Introduction: Mantle cell lymphoma (MCL) in elderly patients, especially those with TP53 aberrations or who are intolerant to chemoimmunotherapy, has a poor prognosis. This prospective, single-arm, interventional study evaluated the efficacy and safety of zanubrutinib in combination with bendamustine and rituximab (ZBR) as first-line therapy in patients with high-risk disease.

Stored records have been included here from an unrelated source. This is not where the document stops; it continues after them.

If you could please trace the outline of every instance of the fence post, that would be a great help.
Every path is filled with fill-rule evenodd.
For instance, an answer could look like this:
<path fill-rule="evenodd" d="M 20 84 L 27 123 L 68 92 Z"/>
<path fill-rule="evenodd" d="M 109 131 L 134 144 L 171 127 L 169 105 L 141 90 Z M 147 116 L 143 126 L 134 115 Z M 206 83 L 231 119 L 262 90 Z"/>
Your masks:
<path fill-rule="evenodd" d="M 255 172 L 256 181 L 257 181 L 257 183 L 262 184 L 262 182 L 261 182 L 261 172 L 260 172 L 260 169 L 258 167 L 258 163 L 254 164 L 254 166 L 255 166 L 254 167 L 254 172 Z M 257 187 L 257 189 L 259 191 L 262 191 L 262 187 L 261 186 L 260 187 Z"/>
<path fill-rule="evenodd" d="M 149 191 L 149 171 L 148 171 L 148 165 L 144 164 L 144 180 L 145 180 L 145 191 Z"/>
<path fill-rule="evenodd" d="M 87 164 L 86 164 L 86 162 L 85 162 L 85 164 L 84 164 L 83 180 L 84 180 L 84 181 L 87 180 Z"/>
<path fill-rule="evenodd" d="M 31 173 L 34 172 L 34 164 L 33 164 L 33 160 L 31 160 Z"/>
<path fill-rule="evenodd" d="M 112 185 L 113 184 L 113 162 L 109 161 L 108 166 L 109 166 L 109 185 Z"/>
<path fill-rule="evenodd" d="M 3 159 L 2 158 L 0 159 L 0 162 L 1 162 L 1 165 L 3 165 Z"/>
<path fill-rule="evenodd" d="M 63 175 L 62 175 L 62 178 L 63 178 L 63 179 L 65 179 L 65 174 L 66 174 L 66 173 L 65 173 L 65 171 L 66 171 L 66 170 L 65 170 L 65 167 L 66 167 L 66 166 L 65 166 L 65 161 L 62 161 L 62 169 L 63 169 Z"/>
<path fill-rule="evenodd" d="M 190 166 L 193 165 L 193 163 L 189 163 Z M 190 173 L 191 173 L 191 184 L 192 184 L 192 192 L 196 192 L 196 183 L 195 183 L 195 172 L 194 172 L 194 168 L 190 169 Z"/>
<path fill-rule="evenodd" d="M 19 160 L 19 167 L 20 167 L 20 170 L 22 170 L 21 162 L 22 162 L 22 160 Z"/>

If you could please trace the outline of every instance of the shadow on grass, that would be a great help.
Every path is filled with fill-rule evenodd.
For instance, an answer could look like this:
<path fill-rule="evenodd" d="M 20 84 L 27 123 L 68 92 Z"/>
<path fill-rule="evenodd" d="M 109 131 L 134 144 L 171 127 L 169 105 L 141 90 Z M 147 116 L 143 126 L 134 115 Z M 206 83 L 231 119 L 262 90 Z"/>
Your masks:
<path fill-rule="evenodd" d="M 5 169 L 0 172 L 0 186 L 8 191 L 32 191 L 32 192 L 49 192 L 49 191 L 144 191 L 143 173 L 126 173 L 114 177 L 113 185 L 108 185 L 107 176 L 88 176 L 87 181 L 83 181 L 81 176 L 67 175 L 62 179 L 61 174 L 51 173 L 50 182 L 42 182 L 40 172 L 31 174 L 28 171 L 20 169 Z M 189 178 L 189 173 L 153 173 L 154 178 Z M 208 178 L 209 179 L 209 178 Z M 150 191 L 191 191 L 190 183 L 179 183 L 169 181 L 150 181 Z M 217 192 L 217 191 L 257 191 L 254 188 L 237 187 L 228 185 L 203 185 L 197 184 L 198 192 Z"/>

Methods: Previously untreated MCL patients aged ≥60 years old, with TP53 mutation/deletion, or with ineligibility for standard chemotherapy, were enrolled. Induction involved six 28-day cycles of zanubrutinib (160 mg BID), bendamustine (90 mg/m² IV, days 1-2), and rituximab (375 mg/m² IV, day 1). Patients with CR or PR moved to up to two years of zanubrutinib maintenance. The primary endpoint was 2-year PFS. Secondary endpoints included ORR, CRR, OS, and safety. Exploratory endpoints covered genomic profiling via tissue and ctDNA, RNA-based molecular subtyping, and MRD monitoring.

Results: Of the 23 patients enrolled, 16 (69.6%) were aged 60 or older, 16 (69.6%) had a high MIPI score, 10 (43.5%) had TP53 mutations, and 6 (26.1%) had blastoid histology. Among the 7 individuals under 60, 4 had blastoid histology or TP53 mutations, 2 had poor ECOG performance status, and one refused ASCT. The median PFS has not been reached, based on a median follow-up of 19.6 months. The ORR was 91.30%, and the CRR was 82.6%. In subgroup analysis, patients with blastoid histology had worse outcomes, whereas those with TP53 mutations had a prognosis similar to patients without TP53 mutations. The most common treatment-related AEs were hematological toxicities. Grade 3-4 adverse events included decreased neutrophil counts (26.1%) and lung infections (4.3%). ctDNA profiling indicated a reduction in mutation burden after treatment; however, relapse was associated with the re-emergence of TP53-mutant clones. Additionally, genomic profiling of tumor samples showed a rising trend of KMT2D and TP53 mutations in relapse samples. RNA-seq revealed activation of cell-cycle pathways and reduced CD8⁺ T-cell infiltration in relapse samples.

Conclusion: In newly diagnosed elderly patients with MCL and high-risk features, ZBR therapy showed encouraging efficacy and tolerability. Combining molecular profiling with continuous ctDNA monitoring may enhance the accuracy of predicting treatment response and aid in detecting disease relapse early.